Wow! Good for you! You had a great set of docs that thought of this and did the proper testing. Yes, we have discussed this on the forum, but not for quite a long time. The tiny clots that pass from the right side (venous) to the left side (arterial) and then are thrown directly up to the brain cause little ministrokes that can really mimic MS. This is one of those disease that should be thought of in the face of lesions that accumulate and never heal, a murmur (though not all people with holes have murmurs), And there might be a certain location that these clots tend cause lesions in.
We pray that it will be repairable.
Don't be a stranger. We need you to help reinforce that all that looks like MS is not MS and to be around to talk about having one of the mimics.

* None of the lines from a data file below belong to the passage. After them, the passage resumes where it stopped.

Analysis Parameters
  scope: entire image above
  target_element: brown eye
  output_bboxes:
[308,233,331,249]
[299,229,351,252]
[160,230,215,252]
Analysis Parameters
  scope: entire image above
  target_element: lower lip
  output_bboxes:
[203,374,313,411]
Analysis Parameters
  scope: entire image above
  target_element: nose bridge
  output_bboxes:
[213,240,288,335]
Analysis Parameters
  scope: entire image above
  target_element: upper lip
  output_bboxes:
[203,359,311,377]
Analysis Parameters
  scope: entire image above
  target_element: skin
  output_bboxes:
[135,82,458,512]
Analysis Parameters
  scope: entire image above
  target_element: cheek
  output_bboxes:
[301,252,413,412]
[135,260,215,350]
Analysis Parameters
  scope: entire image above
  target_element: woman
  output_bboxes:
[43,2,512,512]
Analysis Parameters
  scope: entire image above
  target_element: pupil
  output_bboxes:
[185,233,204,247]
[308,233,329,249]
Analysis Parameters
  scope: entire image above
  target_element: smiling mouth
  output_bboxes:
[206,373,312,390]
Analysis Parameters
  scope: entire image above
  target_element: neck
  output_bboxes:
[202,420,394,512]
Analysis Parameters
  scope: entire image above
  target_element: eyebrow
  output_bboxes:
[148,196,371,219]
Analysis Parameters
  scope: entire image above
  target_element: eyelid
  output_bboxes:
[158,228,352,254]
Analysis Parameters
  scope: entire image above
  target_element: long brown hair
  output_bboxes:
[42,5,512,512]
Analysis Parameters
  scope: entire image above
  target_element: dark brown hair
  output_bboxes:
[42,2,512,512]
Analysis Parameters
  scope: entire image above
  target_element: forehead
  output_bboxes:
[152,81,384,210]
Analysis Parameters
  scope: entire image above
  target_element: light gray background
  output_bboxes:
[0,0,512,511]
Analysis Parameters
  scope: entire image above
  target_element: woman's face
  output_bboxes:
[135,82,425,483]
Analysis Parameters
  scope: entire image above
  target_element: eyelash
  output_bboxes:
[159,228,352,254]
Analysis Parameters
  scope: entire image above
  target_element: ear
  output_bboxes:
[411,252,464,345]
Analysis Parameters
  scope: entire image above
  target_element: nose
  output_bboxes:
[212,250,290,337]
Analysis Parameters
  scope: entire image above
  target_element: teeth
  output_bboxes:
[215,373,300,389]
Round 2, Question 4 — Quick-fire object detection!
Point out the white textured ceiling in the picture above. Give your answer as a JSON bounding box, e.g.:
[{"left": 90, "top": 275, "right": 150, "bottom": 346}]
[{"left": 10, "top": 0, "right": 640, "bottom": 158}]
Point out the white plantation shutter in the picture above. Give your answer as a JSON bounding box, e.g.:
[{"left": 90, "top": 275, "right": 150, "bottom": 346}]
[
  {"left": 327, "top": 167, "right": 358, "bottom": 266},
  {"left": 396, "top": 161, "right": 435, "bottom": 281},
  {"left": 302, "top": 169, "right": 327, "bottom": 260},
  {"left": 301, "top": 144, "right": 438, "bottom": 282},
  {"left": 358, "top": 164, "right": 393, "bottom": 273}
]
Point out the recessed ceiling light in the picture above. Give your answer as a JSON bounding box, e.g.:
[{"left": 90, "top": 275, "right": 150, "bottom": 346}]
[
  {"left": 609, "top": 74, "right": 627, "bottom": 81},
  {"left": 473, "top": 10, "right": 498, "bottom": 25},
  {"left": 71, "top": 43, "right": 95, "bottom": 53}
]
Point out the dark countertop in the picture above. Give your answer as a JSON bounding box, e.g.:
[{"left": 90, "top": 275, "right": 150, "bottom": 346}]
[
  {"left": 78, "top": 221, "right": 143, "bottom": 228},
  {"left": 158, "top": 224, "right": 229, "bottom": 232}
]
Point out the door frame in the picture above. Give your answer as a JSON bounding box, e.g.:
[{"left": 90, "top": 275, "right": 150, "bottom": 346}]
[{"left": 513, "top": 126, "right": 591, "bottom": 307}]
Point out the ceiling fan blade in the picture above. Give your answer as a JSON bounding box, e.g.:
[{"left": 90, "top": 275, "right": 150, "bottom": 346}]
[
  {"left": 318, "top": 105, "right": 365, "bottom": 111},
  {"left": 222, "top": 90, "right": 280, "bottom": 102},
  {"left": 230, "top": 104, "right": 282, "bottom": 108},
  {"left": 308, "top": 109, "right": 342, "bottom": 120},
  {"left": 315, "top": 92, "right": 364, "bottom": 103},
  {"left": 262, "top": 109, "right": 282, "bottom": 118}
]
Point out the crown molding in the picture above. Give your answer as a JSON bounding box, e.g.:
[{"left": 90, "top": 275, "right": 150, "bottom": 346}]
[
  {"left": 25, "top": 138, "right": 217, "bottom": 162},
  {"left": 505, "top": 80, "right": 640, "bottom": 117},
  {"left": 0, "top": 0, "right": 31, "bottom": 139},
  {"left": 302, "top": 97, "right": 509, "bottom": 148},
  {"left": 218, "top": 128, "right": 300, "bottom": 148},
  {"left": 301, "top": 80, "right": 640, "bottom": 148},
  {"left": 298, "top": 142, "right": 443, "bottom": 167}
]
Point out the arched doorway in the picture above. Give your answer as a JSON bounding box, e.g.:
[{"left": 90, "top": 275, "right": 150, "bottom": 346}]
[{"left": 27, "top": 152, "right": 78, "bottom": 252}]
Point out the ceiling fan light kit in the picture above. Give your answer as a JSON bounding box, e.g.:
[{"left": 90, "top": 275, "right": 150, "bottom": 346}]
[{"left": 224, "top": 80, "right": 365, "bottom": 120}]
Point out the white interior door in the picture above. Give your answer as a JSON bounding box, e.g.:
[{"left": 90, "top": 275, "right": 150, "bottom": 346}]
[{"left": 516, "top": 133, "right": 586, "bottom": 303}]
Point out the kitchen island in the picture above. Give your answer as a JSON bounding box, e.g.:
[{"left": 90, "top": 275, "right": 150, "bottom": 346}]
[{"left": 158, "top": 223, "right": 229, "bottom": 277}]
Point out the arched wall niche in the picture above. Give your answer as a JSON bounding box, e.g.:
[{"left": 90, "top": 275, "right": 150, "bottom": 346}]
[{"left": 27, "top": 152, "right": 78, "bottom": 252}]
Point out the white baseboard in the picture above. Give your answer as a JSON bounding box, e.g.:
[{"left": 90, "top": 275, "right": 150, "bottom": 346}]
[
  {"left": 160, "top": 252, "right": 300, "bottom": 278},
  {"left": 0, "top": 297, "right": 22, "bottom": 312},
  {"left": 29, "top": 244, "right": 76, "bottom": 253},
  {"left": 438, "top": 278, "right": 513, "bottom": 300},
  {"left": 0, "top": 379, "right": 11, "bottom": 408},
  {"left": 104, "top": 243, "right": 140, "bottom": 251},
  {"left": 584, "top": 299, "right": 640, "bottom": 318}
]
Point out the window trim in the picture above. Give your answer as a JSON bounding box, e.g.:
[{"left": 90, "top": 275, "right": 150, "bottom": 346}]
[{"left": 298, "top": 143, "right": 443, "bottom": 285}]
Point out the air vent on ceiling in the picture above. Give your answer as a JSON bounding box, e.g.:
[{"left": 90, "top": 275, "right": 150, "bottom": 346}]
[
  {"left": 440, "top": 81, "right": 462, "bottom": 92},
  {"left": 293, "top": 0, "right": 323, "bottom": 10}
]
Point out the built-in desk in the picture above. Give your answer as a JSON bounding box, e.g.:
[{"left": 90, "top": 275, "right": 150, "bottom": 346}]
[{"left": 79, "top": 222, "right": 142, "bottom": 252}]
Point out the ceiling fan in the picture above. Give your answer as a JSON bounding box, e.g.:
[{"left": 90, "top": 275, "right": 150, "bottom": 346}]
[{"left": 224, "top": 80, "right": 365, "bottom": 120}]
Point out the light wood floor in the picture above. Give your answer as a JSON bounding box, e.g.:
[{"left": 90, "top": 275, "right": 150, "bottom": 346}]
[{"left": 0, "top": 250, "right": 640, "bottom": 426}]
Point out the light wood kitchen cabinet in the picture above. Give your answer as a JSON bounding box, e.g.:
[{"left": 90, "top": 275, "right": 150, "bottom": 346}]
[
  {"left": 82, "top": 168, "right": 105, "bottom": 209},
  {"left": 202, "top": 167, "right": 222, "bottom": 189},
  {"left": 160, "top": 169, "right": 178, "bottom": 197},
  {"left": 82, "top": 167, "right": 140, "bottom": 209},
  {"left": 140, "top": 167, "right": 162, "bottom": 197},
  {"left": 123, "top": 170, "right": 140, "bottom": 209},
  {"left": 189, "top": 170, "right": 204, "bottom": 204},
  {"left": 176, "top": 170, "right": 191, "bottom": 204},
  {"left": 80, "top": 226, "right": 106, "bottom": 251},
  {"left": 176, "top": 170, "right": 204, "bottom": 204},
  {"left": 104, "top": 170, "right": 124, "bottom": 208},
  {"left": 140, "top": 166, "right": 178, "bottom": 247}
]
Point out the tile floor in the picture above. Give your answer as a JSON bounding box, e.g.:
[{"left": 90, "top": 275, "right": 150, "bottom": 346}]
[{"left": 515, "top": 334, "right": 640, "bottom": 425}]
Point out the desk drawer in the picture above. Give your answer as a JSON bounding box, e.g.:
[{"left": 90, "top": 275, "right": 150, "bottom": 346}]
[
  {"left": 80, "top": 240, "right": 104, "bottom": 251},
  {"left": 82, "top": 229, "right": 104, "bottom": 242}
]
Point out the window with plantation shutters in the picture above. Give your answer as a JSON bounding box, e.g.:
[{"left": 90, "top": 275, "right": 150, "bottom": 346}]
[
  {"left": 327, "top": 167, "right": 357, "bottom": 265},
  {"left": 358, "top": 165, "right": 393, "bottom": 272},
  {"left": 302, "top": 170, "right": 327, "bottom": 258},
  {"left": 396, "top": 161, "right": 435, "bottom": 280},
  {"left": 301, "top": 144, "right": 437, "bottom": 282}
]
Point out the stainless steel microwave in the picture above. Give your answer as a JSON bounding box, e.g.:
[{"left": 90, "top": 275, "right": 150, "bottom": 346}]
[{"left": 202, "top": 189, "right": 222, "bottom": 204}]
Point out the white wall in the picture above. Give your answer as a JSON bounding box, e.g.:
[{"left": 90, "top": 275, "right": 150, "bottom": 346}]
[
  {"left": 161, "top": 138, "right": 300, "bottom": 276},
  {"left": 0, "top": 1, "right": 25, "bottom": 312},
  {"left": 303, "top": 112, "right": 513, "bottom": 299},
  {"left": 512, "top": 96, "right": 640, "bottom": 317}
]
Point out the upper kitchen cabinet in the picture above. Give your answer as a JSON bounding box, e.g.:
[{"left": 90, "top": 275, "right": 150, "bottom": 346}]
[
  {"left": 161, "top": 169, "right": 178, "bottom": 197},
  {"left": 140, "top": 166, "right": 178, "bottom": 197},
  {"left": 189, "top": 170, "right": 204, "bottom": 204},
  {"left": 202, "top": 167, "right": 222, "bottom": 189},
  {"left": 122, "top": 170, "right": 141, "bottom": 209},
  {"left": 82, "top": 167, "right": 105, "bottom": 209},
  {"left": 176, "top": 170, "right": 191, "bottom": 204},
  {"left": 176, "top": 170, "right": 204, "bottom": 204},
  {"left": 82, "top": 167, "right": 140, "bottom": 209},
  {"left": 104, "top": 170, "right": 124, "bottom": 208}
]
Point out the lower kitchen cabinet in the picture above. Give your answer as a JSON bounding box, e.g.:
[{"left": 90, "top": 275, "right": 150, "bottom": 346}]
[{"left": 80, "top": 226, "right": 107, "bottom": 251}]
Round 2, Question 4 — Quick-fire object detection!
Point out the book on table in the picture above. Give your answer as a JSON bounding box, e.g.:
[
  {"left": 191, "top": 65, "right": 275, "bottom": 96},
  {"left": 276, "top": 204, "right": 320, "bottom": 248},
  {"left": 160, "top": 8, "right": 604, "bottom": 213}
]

My youngest has a PFO. The cardiologist told me about 25% of people have it, and for most it doesn't cause problems. There is a link to migraine. Maybe I should ask about it...
Glad you found out! (And mentioned it to us.)
Congrats! I'm so glad you got your diagnosis!! I had the very same bubble echo test as you (for patent foramen ovale) last month and it, like all my other tests, was negative.
Good luck to you!!
Thank you for shairng your experience. I kind of have the same thing that you have. I crashed my car because of passing out at the wheel and it took me a year-and-a-half to figure out what was going on with me. I was also diagnosed with MS and had a large hole in my heart that I have had closed. Unfortunately my MS doctors believe that this hole cause my MS due to cell death in my brain. It's been about 2 years since having a hole fixed in my heart. I still have MS exacerbations. Just wondering if you still have MS now that you've had the hole fixed in your heart. Thank you!